Getting Along: The Objective and the Subjective in Mapping

In my morning reading I came across the following argument: people in fields where there isn’t a lot of debate about what the “right answer” is (e.g., math, chemistry) are nicer to one another than those in fields that are 100% subjective (e.g., art, architecture, music). In the fields that are 100% subjective, the only way to make your mark is to have an outsized ego, so the argument went, because a holier-than-thou stance on critique is the only way to get people behind your opinions. Loud and obnoxious wins in these fields. The corollary is that subjective fields of study are more competitive and less collegial than non-subjective fields of study.

Since our formula for map making is somewhere along the lines of

A Good Map = 0.5x + 0.5y, where

x = subjective items (aesthetic, feel, fashion, staleness, communicative ability, interpretation of data etc.)

y = objective items (projection accuracy, data precision and accuracy, spelling, normalization, etc.)

It stands to follow that we cartographers are justified in being 50% rude and 50% friendly to each other.*

Thinking back to some of my first attempts at public map making, here’s how this would break down. The subjective map critique would have been something like: I know Kitsap County is an awkward shape to map, but maybe you could do something different to make it more interesting. Tan for the land and light blue for the water, wow, how original! The roads look like the tentacles of an octopus. Those are some ugly suckers.

The objective critique would have gone more like this: The road shield images didn’t go through and the map has big red Xs where they should be. The color saturation on the water fades at the end of the map because the ink was starting to run out.**

Broadening the discussion from my sophomoric disasters to more general concepts, we have:

The Subjective Map Critique: Is the map a mess? In other words, are there so many extraneous details such as ridiculously thick feature boundaries, too many leader lines, a legend as long as an essay? Are there  harshly clashing colors, misleading colors, or out-of-fashion colors? Is there not enough information? Is the map boring? Is it confusing?

The Objective Map Critique: Are the color connotations correct for the audience? In western countries, for example, red is used most often to mean “bad” or “a lot.” Don’t use red to demarcate areas where the habitat for a fluffy-cute animal that everyone wants to save is located. Do the interactive components, if any, actually work? Do they include the information promised? For example, a recent digital map I viewed confusingly had social media links under the headline “legend.” Is the spelling correct? Is the projection reasonable? Was normalization of thematic data that has a strong population component included and described? And so on.

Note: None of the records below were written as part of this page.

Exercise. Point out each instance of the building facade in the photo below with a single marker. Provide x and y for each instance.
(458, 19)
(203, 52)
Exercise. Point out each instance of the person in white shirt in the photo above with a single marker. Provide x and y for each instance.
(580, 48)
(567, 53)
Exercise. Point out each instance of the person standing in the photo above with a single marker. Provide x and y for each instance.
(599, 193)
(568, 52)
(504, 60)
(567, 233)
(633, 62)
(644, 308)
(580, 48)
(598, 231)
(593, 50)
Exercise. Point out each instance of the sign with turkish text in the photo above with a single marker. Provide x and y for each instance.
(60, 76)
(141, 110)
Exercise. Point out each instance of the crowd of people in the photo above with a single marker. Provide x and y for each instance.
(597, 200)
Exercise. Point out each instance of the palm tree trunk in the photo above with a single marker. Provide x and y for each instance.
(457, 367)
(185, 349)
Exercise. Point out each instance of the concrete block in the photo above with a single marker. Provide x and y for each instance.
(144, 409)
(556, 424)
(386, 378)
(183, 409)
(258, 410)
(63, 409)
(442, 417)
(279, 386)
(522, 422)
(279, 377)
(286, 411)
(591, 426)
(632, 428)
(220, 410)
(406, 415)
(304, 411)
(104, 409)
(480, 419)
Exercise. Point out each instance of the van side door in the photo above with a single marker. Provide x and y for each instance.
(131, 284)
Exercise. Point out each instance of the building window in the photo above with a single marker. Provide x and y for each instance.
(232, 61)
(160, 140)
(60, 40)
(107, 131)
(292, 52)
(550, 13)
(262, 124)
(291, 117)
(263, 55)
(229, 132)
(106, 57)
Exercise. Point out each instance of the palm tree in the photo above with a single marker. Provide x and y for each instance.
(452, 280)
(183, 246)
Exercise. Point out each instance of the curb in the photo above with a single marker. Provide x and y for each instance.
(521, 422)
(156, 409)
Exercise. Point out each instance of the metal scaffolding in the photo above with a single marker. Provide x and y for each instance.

When critically reviewing your own work and that of others, you must think in both the objective terms and the subjective terms. Indeed, judging criteria for map contests is often broken out into these two categories, even if they aren’t expressly labeled as such. Often, the criteria include one or two elements of objective ratings and 3-4 elements of subjective ratings. Why the subjective gets more weight in these contests is an interesting question. We assume that the subjective is where the major differences are going to be when judging cream-of-the-crop maps. When judging run-of-the-mill*** maps, however, these should be given equal weighting.



**A short list because I’m a scientist, of course there wasn’t anything else objectively wrong…

***These idioms “run the gamut” from farm to factory.

  1. #1 by Kenneth Field on December 10, 2013 - 3:25 pm

    Nicely framed! The answer, as you point out, is that both objective and subjective work in harmony when done properly…but a potentially bigger issue arises not from who does the critique and their ego, but rather the ego of the person on the receiving end who rarely sees beyond it being some sort of personal character assassination. If they do it’s usually to just deflect the critique as being unwelcome and unhelpful. People are so rarely accepting of critique in whatever form it takes. Some shrug it off. Some get very defensive. Some get quite abusive. I see this a lot. There’s also some sort of negative correlation between the arrogance of such people and the quality of their work. Another formula perhaps?